Users need to do download the GTZAN dataset (1.3 GB, 8 hours).

bash ./scripts/download_gtzan.sh

The downloaded dataset after compression looks like:

gtzan (1.3 GB)
└── genres
    ├── blues (100 files)
    ├── classical (100 files)
    ├── country (100 files)
    ├── disco (100 files)
    ├── hiphop (100 files)
    ├── jazz (100 files)
    ├── metal (100 files)
    ├── pop (100 files)
    ├── reggae (100 files)
    └── rock (100 files)

1.2 Train

Takes ~3 hours on 1 RTX4090 to train for 100,000 steps.

CUDA_VISIBLE_DEVICES=0 python train.py --config="./configs/music_tagging_gtzan.yaml"

1.3 Inference

Train a music tagging system by yourself or download a pretrained checkpoint:

mkdir -p ./checkpoints/train/music_tagging_gtzan
wget -O ./checkpoints/train/music_tagging_gtzan/step=100000.pth https://huggingface.co/qiuqiangkong/audio_understanding/resolve/main/music_tagging_gtzan_step%3D100000.pth?download=true
CUDA_VISIBLE_DEVICES=0 python inference.py \
	--config="./configs/music_tagging_gtzan.yaml" \
	--ckpt_path="./checkpoints/train/music_tagging_gtzan/step=100000.pth" \
	--audio_path="./assets/audios/gtzan_blues.00002.au"

1.4 Results

Task Training Dataset Loss Test audio Output
Music Tagging GTZAN (size: 8 h) gtzan
gtzan.mp4
blues

2. Automatic speech recognition (ASR)

ASR is a task to predict audio of spoken language to texts.

2.1 Download dataset

Users need to do download the LibriSpeech dataset (60 GB, 1,000 hours).

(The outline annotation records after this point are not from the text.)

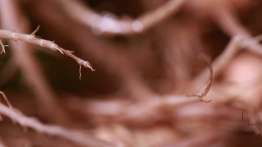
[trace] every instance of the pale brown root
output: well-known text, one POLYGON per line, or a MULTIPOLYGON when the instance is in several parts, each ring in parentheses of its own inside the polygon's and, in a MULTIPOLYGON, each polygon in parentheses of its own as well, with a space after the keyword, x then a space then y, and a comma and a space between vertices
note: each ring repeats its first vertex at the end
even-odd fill
MULTIPOLYGON (((34 8, 39 12, 42 10, 45 11, 44 9, 44 9, 44 7, 41 4, 34 8)), ((51 15, 50 17, 42 18, 43 20, 50 22, 50 25, 67 30, 66 32, 58 31, 58 33, 65 35, 67 34, 67 37, 76 43, 79 51, 83 54, 91 55, 97 62, 103 65, 111 74, 116 75, 122 81, 125 91, 131 95, 132 98, 142 99, 150 98, 155 96, 143 80, 138 68, 129 59, 130 57, 122 51, 122 48, 115 44, 99 39, 94 36, 91 32, 87 31, 86 29, 71 24, 65 23, 69 21, 68 18, 60 14, 57 10, 50 9, 46 13, 50 13, 51 15), (52 15, 52 13, 59 15, 52 15), (58 21, 58 20, 59 21, 58 21), (71 29, 68 29, 67 28, 71 29), (88 42, 87 42, 87 40, 88 42), (87 48, 88 49, 87 49, 87 48)), ((59 30, 54 31, 58 31, 59 30)))
POLYGON ((6 102, 6 103, 7 104, 8 107, 9 107, 9 108, 11 109, 13 109, 13 107, 11 104, 11 103, 9 102, 5 94, 2 91, 0 91, 0 94, 1 94, 3 97, 3 98, 4 99, 4 100, 5 100, 5 101, 6 102))
POLYGON ((257 119, 256 118, 254 114, 254 109, 250 106, 247 107, 247 112, 249 113, 248 118, 250 121, 252 122, 248 122, 245 120, 244 118, 244 108, 242 108, 242 120, 243 122, 248 125, 251 125, 251 128, 254 130, 256 134, 259 135, 260 133, 260 130, 258 127, 258 124, 257 122, 257 119))
MULTIPOLYGON (((214 73, 213 78, 217 77, 225 70, 227 64, 238 53, 240 49, 238 43, 241 40, 241 38, 238 36, 232 38, 223 51, 212 62, 211 66, 214 73)), ((207 68, 191 80, 189 83, 189 89, 196 90, 197 87, 199 86, 198 85, 199 85, 200 83, 203 83, 204 81, 206 82, 205 75, 207 74, 208 71, 210 71, 210 69, 207 68)))
POLYGON ((206 56, 204 54, 200 54, 199 55, 199 57, 206 65, 208 70, 209 70, 209 77, 208 79, 208 82, 196 94, 193 95, 186 95, 186 96, 190 97, 198 97, 199 98, 200 98, 201 101, 205 102, 208 102, 211 101, 211 100, 206 101, 203 99, 203 98, 204 97, 209 91, 211 88, 211 85, 212 85, 212 82, 213 82, 213 70, 212 69, 211 66, 211 59, 210 57, 206 56))
MULTIPOLYGON (((22 13, 16 2, 15 0, 12 0, 0 1, 0 10, 2 12, 0 14, 3 14, 1 16, 2 21, 1 22, 3 22, 1 24, 6 29, 14 28, 19 32, 28 32, 29 29, 27 27, 28 24, 25 21, 26 19, 22 15, 22 13), (4 12, 8 11, 10 16, 5 14, 4 12)), ((42 46, 44 46, 45 44, 48 44, 51 42, 35 38, 31 35, 18 33, 6 30, 0 30, 0 38, 2 37, 8 39, 23 40, 29 43, 43 43, 41 44, 42 46)), ((19 41, 17 41, 16 42, 17 42, 19 41)), ((67 118, 65 113, 57 103, 55 100, 56 96, 44 78, 41 66, 39 65, 40 63, 30 52, 31 47, 26 42, 19 42, 18 46, 16 42, 10 42, 12 46, 11 49, 13 51, 12 59, 21 70, 28 85, 33 87, 32 92, 38 98, 40 108, 38 110, 40 113, 41 115, 44 114, 44 117, 51 122, 56 122, 65 124, 70 123, 70 122, 67 118), (43 112, 41 112, 42 111, 43 112), (50 115, 53 115, 53 117, 50 115)), ((53 44, 51 44, 48 45, 47 47, 53 46, 53 44)), ((57 45, 55 47, 57 46, 58 47, 57 45)))
POLYGON ((75 59, 78 64, 83 65, 86 68, 88 68, 92 71, 95 71, 88 62, 77 57, 73 55, 70 50, 61 48, 51 41, 40 39, 29 34, 18 33, 10 30, 3 29, 0 29, 0 38, 14 40, 21 40, 29 44, 36 45, 54 50, 58 50, 62 54, 64 54, 75 59))
POLYGON ((112 14, 101 16, 76 0, 57 1, 72 19, 91 28, 97 34, 131 35, 146 31, 170 18, 186 0, 169 0, 155 10, 147 12, 134 20, 117 19, 112 14))
POLYGON ((1 41, 1 39, 0 39, 0 45, 1 45, 1 47, 2 47, 2 51, 1 51, 0 53, 1 54, 2 53, 3 53, 3 52, 4 53, 5 53, 5 49, 4 49, 4 47, 8 47, 8 46, 4 46, 3 43, 2 42, 2 41, 1 41))
POLYGON ((57 125, 43 124, 38 120, 28 117, 22 113, 0 103, 0 114, 9 118, 23 127, 31 128, 40 133, 59 137, 80 146, 97 147, 114 146, 112 144, 100 141, 87 133, 57 125))
POLYGON ((31 34, 30 34, 30 35, 34 36, 35 33, 38 31, 38 30, 39 30, 39 28, 40 28, 40 25, 38 25, 38 26, 37 26, 37 27, 36 27, 36 28, 35 29, 35 30, 34 30, 34 31, 31 33, 31 34))
POLYGON ((82 74, 81 74, 81 68, 82 67, 82 66, 80 65, 79 66, 79 79, 80 79, 81 80, 82 80, 81 79, 81 75, 82 75, 82 74))

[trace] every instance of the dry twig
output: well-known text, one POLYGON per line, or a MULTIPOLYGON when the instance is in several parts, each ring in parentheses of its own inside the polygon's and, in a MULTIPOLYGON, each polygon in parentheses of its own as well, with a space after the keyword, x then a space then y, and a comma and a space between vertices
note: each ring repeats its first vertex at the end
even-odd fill
POLYGON ((96 33, 131 35, 144 32, 170 18, 186 0, 170 0, 134 20, 116 19, 108 14, 101 16, 77 0, 57 1, 72 19, 94 29, 96 33))
POLYGON ((211 63, 210 63, 210 59, 207 56, 205 56, 203 54, 200 54, 199 57, 203 60, 203 61, 204 62, 205 64, 206 64, 206 66, 207 66, 209 70, 209 78, 208 80, 208 83, 205 85, 199 92, 197 93, 196 94, 194 94, 192 95, 186 95, 186 96, 191 97, 198 97, 200 98, 200 100, 202 101, 205 102, 208 102, 211 101, 211 100, 208 100, 205 101, 203 99, 203 98, 204 97, 207 93, 209 91, 211 85, 212 85, 212 82, 213 81, 213 70, 212 69, 212 67, 211 66, 211 63))
POLYGON ((0 38, 14 40, 21 40, 31 44, 50 49, 53 50, 58 50, 62 54, 64 54, 75 59, 80 65, 83 65, 85 67, 88 68, 92 71, 94 71, 94 69, 92 68, 92 66, 88 62, 77 57, 72 53, 71 51, 64 49, 51 41, 40 39, 35 37, 34 35, 18 33, 10 30, 2 29, 0 29, 0 38))
MULTIPOLYGON (((0 94, 3 94, 3 93, 1 92, 0 94)), ((3 95, 3 96, 5 97, 5 95, 3 95)), ((13 122, 18 123, 24 128, 31 128, 38 133, 59 137, 81 146, 97 147, 113 146, 113 144, 104 142, 90 134, 79 131, 55 125, 44 124, 35 119, 28 117, 18 110, 1 103, 0 114, 9 118, 13 122)))

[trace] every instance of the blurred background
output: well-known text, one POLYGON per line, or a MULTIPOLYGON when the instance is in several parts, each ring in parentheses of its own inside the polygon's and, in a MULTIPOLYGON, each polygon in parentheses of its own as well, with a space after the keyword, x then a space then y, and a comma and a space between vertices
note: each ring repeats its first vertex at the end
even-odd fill
MULTIPOLYGON (((0 90, 26 115, 117 147, 262 145, 261 0, 0 1, 0 29, 40 25, 37 37, 95 69, 83 67, 80 80, 72 58, 1 39, 0 90), (208 103, 184 96, 210 81, 203 53, 213 72, 208 103)), ((6 147, 81 147, 7 117, 0 136, 6 147)))

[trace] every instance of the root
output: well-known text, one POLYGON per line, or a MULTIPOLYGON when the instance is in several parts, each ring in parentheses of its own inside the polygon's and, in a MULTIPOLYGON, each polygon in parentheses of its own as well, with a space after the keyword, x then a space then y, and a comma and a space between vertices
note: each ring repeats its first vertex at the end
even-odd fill
MULTIPOLYGON (((1 92, 1 94, 3 93, 1 92)), ((3 96, 5 96, 4 94, 3 96)), ((13 122, 17 122, 23 127, 29 127, 39 133, 44 133, 52 136, 57 136, 68 140, 83 146, 87 147, 114 147, 98 140, 90 134, 79 131, 68 129, 55 125, 47 125, 38 120, 29 118, 15 109, 8 107, 0 103, 0 114, 9 118, 13 122)))
POLYGON ((57 1, 69 16, 92 28, 97 34, 132 35, 144 32, 170 18, 186 0, 170 0, 158 8, 146 12, 134 20, 115 19, 112 17, 114 15, 111 14, 100 16, 89 8, 84 6, 84 4, 75 0, 57 1), (114 25, 106 24, 108 23, 113 23, 114 25))
POLYGON ((202 89, 198 92, 197 94, 186 95, 186 96, 189 97, 198 97, 199 98, 201 101, 204 102, 210 102, 211 100, 206 101, 203 99, 203 98, 204 97, 209 91, 211 88, 211 85, 212 85, 212 82, 213 81, 213 70, 212 69, 212 67, 211 66, 211 59, 210 58, 204 55, 204 54, 200 54, 199 57, 204 62, 209 70, 210 74, 208 82, 202 88, 202 89))
POLYGON ((1 47, 2 47, 2 51, 1 51, 0 54, 3 53, 3 52, 4 53, 5 53, 5 49, 4 49, 4 47, 8 47, 8 45, 4 46, 3 44, 3 43, 1 41, 1 39, 0 39, 0 45, 1 45, 1 47))

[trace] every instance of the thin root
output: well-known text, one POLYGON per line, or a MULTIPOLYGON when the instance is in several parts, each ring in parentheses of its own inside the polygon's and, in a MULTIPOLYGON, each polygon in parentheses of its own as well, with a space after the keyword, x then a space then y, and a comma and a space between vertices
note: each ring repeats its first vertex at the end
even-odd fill
POLYGON ((209 91, 211 85, 212 85, 212 82, 213 81, 213 70, 211 66, 211 59, 210 57, 205 55, 204 54, 201 53, 199 55, 199 57, 201 58, 204 62, 205 63, 206 66, 208 67, 210 71, 209 74, 209 79, 208 80, 208 83, 205 85, 199 92, 197 93, 196 95, 187 95, 186 97, 198 97, 199 98, 200 101, 204 102, 209 102, 211 100, 205 100, 203 99, 203 98, 204 97, 206 94, 209 91))
POLYGON ((35 30, 34 30, 30 35, 33 36, 34 36, 34 34, 38 31, 38 30, 39 29, 39 28, 40 28, 40 25, 38 25, 38 26, 37 26, 37 27, 36 27, 36 29, 35 30))
POLYGON ((6 97, 5 94, 2 91, 0 91, 0 94, 2 95, 2 96, 3 96, 3 98, 4 99, 5 101, 6 102, 6 103, 7 103, 7 105, 8 105, 9 108, 11 108, 11 109, 13 109, 13 107, 12 106, 12 105, 11 104, 11 103, 9 102, 9 101, 8 99, 7 98, 7 97, 6 97))
POLYGON ((1 54, 3 52, 4 53, 5 53, 5 49, 4 49, 4 47, 8 47, 8 45, 4 46, 3 44, 3 43, 2 42, 0 39, 0 44, 1 45, 1 46, 2 47, 2 49, 0 53, 1 54))
POLYGON ((82 80, 81 75, 82 75, 82 74, 81 74, 81 68, 82 67, 82 66, 80 65, 79 66, 79 79, 82 80))

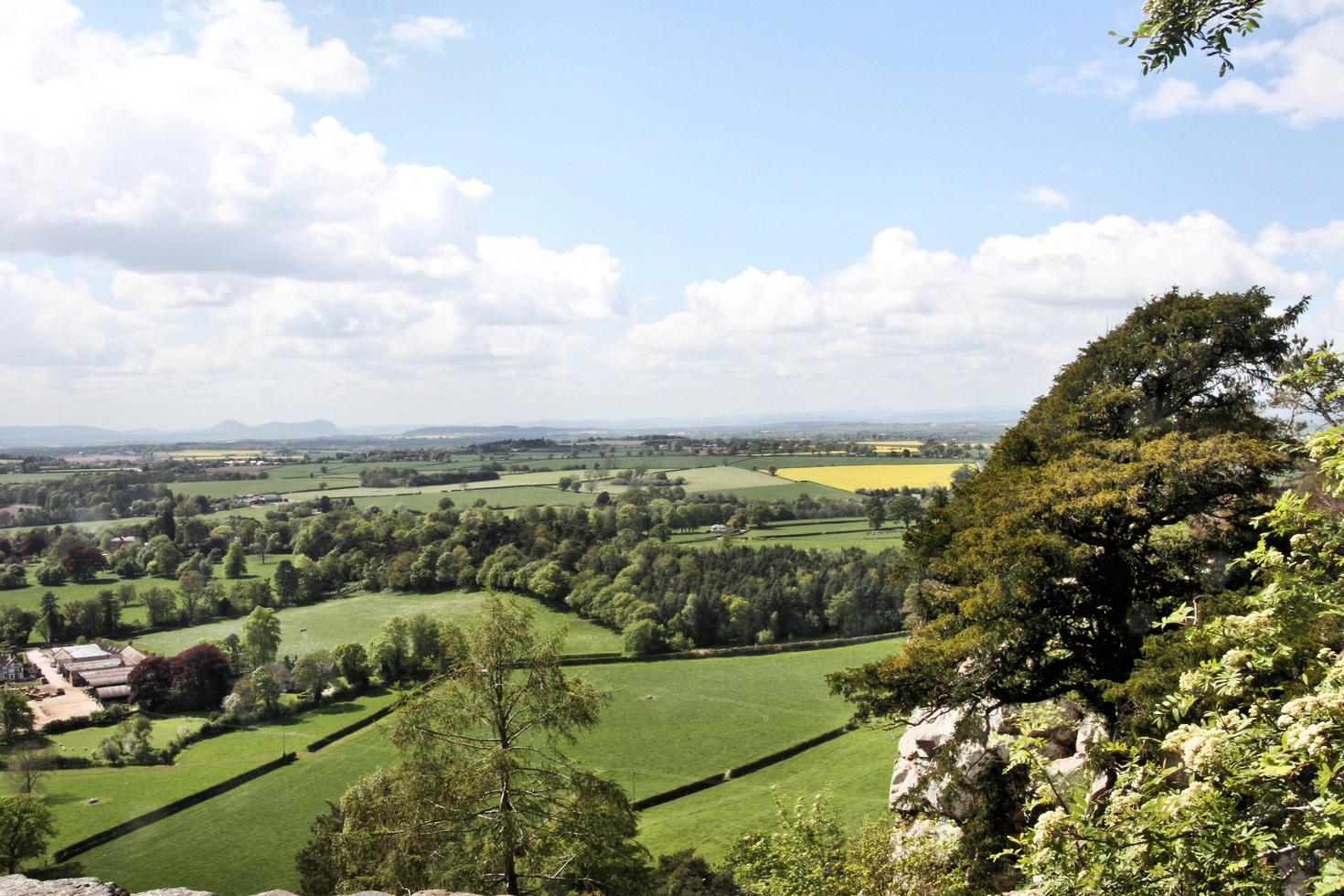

bash ./scripts/download_librispeech.sh

The downloaded dataset after compression looks like:

librispeech (60 GB)
├── dev-clean (40 folders)
│   ├── 1272 (3 folders)
│   │   ├── 128104
│   │   │   ├── 1272-128104-0000.flac
│   │   │   ├── ...
│   │   │   ├── 1272-128104-0014.flac
│   │   │   └── 1272-128104.trans.txt
│   │    ...
│    ...
├── dev-other (33 folders)
├── test-clean (40 folders)
├── test-other (33 folders)
├── train-clean-100 (251 folders)
├── train-clean-360 (921 folders)
├── train-other-500 (1166 folders)
├── BOOKS.TXT
├── CHAPTERS.TXT
├── LICENSE.TXT
├── README.TXT
└── SPEAKERS.TXT

2.2 Train

Takes ~8 hours on 1 RTX4090 to train for 100,000 steps.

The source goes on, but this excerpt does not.